The addition of cream liqueur makes this ever-popular Italian dessert something extra special to round out a meal in the fall and winter. Topped with cocoa powder, grated chocolate and Guylian Sea Shells and Sea Horse chocolates, this dish is a great way to end the evening!
Course: Dessert
Cuisine: Italian
Keyword: Tiramisu
Servings: 6 people

Ingredients

  • 2 Free-range eggs ( large )
  • 2 tbsp Caster sugar
  • 250 g Mascarpone cheese ( full-fat )
  • 125 ml Strong coffee ( brew 4 heaped tsp instant coffee in very hot water )
  • 60 ml Irish cream liqueur
  • 18 Ladyfingers ( a 200g packet will be plenty )
  • 1.5 tbsp Cocoa powder
  • 1 tbsp Grated chocolate
  • 6 Guylian 6-Piece Chocolate Sea Shells Original Praliné ( to decorate )

Instructions

  • Whip the egg whites until fluffy.
  • Use the same beaters to whip the egg yolks and sugar until very thick, creamy and pale. They are whipped sufficiently when a trail remains for a few seconds after the mixture falls off the whisk (this may take 4-5 minutes).
  • Stir the mascarpone to loosen it, then add to the egg yolk mixture and beat in until just combined (either by hand or using electric beaters on a low speed). Take care not to overbeat as the mascarpone could curdle.
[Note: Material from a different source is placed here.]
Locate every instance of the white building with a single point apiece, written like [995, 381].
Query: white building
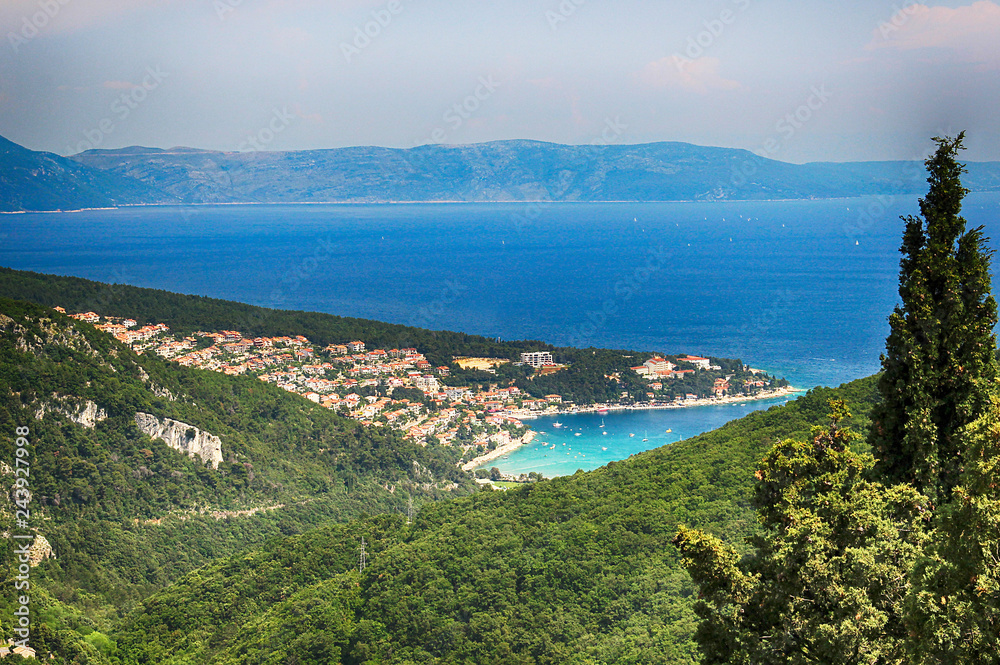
[697, 361]
[537, 358]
  • Gently fold the whipped egg white in using a large metal spoon until no white streaks remain.
  • Spoon a little of the mixture into the base of each serving dish.
  • Cut the ladyfingers into pieces to fit your serving dishes as necessary.
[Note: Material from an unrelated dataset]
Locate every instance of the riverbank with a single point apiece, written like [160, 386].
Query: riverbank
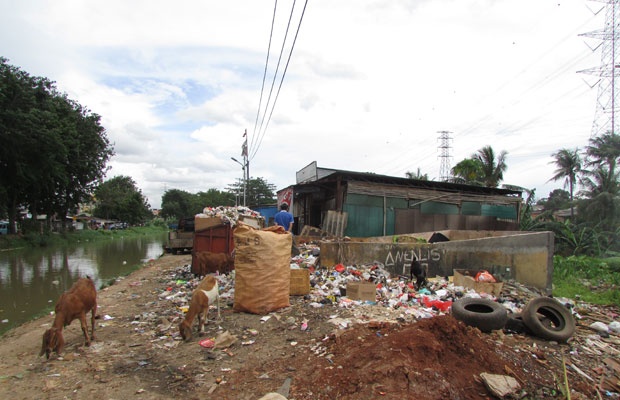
[12, 242]
[310, 350]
  • Mix the coffee and Irish cream together in a shallow bowl then quickly dip a ladyfinger into the coffee, coating it on both sides (dip for around 3 seconds in total).
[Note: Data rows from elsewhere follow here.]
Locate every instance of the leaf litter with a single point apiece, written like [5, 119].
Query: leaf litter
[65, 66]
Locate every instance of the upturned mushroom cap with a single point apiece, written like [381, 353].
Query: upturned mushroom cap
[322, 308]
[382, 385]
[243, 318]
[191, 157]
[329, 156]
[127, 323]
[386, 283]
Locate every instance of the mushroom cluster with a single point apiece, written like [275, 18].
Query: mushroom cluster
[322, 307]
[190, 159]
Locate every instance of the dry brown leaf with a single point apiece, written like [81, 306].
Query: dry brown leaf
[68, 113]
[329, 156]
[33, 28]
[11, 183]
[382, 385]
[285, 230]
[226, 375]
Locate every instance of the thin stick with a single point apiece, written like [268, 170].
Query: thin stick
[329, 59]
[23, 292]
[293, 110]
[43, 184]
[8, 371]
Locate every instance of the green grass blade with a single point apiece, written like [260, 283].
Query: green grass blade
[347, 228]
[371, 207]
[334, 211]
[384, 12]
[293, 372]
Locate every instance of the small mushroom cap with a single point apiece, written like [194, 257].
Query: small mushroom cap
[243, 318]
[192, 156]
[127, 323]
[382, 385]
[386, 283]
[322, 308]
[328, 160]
  • Place the ladyfinger in the serving dish. Continue with more ladyfingers until the base is covered.
  • Top with a little more of the mascarpone mixture then add another layer of ladyfingers, dipping them in the coffee mixture as before.
  • Repeat once more, spooning the remaining mascarpone mix over the top and spreading out to level it.
  • Cover and refrigerate for at least 6 hours, but preferably overnight.
  • When ready to serve dredge each tiramisu generously with sifted cocoa powder then scatter grated chocolate over the top and add a Guylian Sea Shell or Sea Horse chocolate.